Vance Wood
Lord Mugo
This is going to be a much shorter response than I had intended, since the site timed me out while I was composing it and I lost it.
Will, you did nothing more than set up straw men to knock down. No one suggested that people buy stock beyond their means or talent. No one suggested that preworked bonsai stock was the only way to go.
I do not believe that prebonsai nursery stock is the only or even best way to practice bonsai, I just think it's better than regular nursery stock because it obviates the need to spend so much time fixing bad roots or overcoming a lack of movement or whatever. Remember that yamadori came first. My guess is that Americans first started using nursery material for only one reason: there was really nothing else available. Especially here in the midwest where we have no mountains for juniper or pine, or swamps for buttonwood or bald cypress, collecting is reduced to some bare probables and urban collecting, which I have done and enjoyed.
There are a great many ways to go about doing bonsai. We have a retired doctor in the local club who buys workshop trees, or has in the past, and basically refines them through the years. We have another doctor who used to collect some of the finest trees in the U.S. and not display them. Some of them have gone on to the Huntington collection and Golden State and perhaps other great collections. Some of us have gone to the mountains to collect, a 12 hour drive and a written permission slip from the National Forest Service which was pretty much ended when the wildfires in Colorado rained on our parade.
I read this thread at Art of Bonsai about six or seven times in response to your comment, Behr. Vance, this is perhaps the most thoughtful post I have ever read on any forum. You really made me think. I'm not much for wabi and sabi because no one has ever satisfactorily explained them to me, most just parrot what Herb Gustafson or someone wrote about them. But your explanation of "kami" made me think.
Then I read and reread the paragraph Behr paraphrased. You have opened my eyes just a little wider. Right now in my collection are prebonsai stock I am working on (with the last two years being a painful exception to the work part) and a few collected trees, as well as seedlings I have been growing myself. But to look at nursery stock as if it were yamadori...well I might just have to go nursery diving this spring. Don't know that I will pick anything up, but it could happen.

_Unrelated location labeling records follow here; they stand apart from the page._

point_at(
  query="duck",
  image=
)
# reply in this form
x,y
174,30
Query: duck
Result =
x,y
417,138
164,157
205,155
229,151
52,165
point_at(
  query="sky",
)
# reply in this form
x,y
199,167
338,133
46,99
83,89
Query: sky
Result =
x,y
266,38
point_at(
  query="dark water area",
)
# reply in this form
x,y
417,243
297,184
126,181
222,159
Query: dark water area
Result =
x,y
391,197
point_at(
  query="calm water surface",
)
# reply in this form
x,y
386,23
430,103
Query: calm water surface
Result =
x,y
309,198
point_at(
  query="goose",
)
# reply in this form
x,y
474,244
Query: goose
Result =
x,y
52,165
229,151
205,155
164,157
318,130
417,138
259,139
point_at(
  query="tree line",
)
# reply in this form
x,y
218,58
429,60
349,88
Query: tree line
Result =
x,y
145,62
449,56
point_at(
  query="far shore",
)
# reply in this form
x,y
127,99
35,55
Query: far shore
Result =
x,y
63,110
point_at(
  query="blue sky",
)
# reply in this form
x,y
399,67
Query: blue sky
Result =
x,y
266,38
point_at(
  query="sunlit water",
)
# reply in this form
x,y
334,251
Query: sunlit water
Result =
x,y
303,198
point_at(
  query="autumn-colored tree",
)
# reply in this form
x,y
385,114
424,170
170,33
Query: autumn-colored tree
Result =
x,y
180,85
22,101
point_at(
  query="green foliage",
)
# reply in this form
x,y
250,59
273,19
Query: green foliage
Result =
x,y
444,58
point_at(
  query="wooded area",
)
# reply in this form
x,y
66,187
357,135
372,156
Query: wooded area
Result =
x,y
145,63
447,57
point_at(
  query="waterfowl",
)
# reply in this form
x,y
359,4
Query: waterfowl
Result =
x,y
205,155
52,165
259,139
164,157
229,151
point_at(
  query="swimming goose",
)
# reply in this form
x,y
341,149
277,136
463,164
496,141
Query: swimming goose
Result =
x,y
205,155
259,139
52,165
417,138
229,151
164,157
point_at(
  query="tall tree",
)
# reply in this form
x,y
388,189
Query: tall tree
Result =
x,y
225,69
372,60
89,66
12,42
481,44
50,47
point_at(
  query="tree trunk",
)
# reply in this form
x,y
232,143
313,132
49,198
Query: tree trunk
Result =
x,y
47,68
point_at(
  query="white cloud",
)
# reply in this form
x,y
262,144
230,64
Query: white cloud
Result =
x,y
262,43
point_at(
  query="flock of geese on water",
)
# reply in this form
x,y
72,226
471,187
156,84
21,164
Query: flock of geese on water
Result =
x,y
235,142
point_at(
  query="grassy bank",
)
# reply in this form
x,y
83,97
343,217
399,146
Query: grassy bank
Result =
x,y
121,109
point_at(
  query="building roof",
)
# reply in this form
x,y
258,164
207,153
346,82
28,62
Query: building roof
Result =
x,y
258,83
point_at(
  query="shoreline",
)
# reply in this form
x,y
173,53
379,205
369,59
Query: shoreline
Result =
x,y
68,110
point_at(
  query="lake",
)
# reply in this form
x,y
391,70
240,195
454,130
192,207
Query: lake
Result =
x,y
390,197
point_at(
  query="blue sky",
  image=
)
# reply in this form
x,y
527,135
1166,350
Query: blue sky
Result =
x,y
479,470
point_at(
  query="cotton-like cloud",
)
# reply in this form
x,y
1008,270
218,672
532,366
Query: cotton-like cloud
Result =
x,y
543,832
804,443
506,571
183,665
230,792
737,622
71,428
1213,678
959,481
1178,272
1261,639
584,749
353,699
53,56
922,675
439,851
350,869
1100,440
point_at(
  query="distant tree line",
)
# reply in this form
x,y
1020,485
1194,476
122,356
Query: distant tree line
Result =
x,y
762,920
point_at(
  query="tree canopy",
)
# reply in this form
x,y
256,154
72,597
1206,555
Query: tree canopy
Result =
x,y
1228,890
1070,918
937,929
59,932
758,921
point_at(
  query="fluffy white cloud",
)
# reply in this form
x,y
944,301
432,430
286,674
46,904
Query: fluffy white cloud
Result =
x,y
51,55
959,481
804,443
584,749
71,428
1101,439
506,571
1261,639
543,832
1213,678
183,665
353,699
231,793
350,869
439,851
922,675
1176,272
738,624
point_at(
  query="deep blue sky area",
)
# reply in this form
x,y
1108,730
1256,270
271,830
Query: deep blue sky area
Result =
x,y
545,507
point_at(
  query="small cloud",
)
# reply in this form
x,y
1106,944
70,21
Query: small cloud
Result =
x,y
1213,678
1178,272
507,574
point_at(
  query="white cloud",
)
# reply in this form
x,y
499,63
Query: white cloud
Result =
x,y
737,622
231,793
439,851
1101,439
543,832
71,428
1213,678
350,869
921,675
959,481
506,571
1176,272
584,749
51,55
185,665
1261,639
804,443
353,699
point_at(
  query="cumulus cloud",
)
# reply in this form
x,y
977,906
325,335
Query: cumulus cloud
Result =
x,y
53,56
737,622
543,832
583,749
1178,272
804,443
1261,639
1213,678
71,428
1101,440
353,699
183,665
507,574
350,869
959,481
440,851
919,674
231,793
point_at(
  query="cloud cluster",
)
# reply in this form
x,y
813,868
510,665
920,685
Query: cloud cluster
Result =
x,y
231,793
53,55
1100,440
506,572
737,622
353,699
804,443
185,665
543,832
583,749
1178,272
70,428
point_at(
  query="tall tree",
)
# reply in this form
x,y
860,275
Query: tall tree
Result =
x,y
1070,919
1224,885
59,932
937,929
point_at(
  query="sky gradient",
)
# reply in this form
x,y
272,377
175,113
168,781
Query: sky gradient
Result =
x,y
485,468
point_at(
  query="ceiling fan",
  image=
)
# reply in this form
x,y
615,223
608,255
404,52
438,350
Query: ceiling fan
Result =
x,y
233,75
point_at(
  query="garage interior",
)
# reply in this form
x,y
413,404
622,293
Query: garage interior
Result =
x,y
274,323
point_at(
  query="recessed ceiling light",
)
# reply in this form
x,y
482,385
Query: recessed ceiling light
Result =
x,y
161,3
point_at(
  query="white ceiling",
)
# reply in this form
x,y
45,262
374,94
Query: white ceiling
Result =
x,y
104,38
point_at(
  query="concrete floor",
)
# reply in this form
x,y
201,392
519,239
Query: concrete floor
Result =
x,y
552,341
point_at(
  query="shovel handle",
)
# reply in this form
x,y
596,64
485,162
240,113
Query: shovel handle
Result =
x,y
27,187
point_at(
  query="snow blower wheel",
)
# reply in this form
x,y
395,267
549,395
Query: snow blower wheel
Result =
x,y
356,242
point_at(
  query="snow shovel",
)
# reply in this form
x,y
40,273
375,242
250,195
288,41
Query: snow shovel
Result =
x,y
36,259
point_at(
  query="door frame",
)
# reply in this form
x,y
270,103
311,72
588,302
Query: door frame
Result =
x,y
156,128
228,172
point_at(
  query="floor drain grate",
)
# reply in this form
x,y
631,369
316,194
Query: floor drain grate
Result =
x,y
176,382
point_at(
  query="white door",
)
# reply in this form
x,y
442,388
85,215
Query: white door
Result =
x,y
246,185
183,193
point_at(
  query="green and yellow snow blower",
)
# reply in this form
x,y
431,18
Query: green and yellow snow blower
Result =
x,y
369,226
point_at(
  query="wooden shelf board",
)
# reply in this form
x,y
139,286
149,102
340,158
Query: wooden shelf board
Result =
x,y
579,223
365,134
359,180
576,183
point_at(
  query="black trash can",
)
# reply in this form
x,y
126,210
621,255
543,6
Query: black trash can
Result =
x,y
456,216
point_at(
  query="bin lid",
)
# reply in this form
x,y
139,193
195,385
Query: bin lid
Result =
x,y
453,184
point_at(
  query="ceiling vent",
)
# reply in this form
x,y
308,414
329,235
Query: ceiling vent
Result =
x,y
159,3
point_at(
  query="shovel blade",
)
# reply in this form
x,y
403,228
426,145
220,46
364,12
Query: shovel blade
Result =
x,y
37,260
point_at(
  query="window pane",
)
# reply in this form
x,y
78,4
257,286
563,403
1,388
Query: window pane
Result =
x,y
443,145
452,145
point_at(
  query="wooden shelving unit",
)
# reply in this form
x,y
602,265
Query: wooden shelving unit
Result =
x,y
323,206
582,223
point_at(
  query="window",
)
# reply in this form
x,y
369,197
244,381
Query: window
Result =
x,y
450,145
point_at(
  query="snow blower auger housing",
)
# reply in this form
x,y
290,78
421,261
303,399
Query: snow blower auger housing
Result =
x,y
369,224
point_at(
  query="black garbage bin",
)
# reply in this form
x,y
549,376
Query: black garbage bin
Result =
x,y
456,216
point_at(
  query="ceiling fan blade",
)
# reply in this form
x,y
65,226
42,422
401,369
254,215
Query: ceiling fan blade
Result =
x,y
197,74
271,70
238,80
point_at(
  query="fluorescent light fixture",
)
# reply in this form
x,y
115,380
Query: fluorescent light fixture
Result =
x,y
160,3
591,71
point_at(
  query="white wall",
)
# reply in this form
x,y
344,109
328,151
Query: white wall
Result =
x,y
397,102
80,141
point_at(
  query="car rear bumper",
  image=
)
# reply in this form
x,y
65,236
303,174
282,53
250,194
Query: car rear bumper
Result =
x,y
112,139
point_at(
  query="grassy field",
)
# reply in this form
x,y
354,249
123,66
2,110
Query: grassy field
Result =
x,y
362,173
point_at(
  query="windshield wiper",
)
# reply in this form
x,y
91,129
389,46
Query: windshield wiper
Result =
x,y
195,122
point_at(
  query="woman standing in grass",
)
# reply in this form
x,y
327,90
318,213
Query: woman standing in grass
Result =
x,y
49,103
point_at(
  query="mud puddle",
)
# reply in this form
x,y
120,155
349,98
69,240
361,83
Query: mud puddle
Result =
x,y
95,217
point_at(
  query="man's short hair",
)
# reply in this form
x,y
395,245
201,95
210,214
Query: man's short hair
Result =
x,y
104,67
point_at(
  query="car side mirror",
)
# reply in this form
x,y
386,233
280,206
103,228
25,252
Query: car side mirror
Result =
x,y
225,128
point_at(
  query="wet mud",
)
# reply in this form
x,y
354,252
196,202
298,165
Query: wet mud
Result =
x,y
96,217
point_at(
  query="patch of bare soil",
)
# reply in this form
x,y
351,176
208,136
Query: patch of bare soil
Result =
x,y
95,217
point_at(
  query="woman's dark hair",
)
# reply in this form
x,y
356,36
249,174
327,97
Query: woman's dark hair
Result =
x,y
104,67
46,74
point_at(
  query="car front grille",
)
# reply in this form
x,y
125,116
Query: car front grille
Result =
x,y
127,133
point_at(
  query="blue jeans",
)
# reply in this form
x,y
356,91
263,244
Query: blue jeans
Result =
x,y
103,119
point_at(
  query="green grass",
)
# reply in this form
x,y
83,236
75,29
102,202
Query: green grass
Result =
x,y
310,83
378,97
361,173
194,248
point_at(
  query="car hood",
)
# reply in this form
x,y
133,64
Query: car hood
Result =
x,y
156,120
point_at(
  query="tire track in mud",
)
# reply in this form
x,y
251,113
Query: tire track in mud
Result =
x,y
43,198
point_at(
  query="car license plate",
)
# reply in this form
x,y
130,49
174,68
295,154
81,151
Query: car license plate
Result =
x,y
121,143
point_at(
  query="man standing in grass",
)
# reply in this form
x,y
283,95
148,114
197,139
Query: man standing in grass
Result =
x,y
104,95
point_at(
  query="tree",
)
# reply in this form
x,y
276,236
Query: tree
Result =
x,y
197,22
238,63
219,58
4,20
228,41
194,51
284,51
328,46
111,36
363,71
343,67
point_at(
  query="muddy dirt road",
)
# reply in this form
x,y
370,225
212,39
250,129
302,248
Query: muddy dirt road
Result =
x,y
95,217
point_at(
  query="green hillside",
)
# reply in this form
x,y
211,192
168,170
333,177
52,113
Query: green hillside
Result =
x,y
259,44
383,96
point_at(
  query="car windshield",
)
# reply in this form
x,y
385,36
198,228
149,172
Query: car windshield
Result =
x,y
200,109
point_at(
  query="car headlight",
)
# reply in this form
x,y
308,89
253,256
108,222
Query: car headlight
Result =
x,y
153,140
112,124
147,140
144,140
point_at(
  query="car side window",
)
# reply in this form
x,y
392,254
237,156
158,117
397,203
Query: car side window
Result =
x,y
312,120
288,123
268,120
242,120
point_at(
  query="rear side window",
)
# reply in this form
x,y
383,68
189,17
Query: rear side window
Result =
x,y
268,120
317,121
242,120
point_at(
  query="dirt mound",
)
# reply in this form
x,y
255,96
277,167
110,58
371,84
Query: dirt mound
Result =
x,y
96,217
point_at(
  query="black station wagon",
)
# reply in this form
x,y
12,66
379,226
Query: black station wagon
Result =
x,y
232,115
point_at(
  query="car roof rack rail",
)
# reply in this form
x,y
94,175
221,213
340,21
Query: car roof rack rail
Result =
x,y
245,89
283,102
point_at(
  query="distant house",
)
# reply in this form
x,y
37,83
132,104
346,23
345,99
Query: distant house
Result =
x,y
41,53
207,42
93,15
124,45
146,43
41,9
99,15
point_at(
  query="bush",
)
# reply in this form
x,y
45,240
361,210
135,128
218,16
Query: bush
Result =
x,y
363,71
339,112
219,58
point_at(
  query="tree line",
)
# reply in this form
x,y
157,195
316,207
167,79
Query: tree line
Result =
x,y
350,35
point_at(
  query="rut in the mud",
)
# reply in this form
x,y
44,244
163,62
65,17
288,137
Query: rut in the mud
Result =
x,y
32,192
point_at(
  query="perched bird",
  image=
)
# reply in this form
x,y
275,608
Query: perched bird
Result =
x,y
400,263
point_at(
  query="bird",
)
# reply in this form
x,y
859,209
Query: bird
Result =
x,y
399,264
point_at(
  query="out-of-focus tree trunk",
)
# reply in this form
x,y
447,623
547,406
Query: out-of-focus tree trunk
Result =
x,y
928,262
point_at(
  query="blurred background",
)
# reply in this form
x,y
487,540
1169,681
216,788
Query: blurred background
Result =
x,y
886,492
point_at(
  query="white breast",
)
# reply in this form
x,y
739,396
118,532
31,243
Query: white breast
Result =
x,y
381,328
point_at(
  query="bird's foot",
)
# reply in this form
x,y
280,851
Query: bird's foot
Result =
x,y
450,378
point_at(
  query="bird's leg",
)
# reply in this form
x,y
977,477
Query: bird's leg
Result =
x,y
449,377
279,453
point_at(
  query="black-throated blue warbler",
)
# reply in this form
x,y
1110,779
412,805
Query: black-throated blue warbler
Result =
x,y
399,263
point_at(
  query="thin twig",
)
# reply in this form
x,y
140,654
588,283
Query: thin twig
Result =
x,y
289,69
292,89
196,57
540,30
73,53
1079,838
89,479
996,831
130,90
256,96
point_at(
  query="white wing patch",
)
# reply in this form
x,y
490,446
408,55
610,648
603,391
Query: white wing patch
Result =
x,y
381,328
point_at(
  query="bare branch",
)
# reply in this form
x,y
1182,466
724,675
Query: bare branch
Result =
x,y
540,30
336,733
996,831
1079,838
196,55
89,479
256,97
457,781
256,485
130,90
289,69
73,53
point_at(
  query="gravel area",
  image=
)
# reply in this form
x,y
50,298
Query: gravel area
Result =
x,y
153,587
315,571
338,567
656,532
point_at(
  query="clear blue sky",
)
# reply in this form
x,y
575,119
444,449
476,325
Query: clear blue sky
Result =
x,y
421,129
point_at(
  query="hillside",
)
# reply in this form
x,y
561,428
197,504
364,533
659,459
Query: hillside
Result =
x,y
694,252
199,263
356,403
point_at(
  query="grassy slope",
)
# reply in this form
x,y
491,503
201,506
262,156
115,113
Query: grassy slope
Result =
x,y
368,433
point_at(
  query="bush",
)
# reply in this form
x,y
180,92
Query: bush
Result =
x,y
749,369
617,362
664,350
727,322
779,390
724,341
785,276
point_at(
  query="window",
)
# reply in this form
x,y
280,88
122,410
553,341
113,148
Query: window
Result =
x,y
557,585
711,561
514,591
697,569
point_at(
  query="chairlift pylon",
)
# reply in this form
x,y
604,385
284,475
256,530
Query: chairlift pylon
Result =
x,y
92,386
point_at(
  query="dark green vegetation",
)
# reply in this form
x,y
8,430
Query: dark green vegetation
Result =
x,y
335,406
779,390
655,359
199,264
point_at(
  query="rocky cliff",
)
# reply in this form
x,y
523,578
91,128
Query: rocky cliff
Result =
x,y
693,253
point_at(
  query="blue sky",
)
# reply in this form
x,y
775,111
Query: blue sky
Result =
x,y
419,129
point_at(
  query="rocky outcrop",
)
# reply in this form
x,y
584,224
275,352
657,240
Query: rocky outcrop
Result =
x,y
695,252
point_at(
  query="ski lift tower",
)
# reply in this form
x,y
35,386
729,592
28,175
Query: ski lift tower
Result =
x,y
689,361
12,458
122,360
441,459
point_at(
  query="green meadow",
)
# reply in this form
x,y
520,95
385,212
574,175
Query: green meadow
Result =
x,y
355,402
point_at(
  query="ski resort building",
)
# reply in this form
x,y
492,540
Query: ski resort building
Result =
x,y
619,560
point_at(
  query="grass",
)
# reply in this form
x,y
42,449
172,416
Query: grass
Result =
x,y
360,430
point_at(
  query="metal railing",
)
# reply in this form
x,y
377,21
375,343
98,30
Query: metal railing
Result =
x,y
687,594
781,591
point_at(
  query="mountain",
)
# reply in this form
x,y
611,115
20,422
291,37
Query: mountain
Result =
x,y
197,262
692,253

Vance, I know we have had our difficulties, fed by both of us. For my part, I am sorry I ever let myself get out of control in those disputations. But they have never been about what you have accomplished so far in your bonsai adventure. I disagree with certain old school attitudes you promulgate, and this is one of them. But no one has looked down on you because you haven't studied with a master. That is entirely your own construct. I won't try to psychoanalyze it. My difficulty with your position is not the use of nursery material, I have only made one simple point: that it's wrong to suggest that using cheap nursery stock is the best way to learn and practice bonsai. Doing so limits you in so many ways. Personally, I'd love to see what you could do with a really fine piece of yamadori. I think you would quickly eclipse anything you have produced so far. Just my opinion.
Thank you Chris for the kind words. I'm glad the article talked to you, it has been an ephinany for me to go in this direction. I too am sorry we have been at odds. Mostly because we are both stubborn in the things we believe, so we'll get over it eventually and bonsai will rule.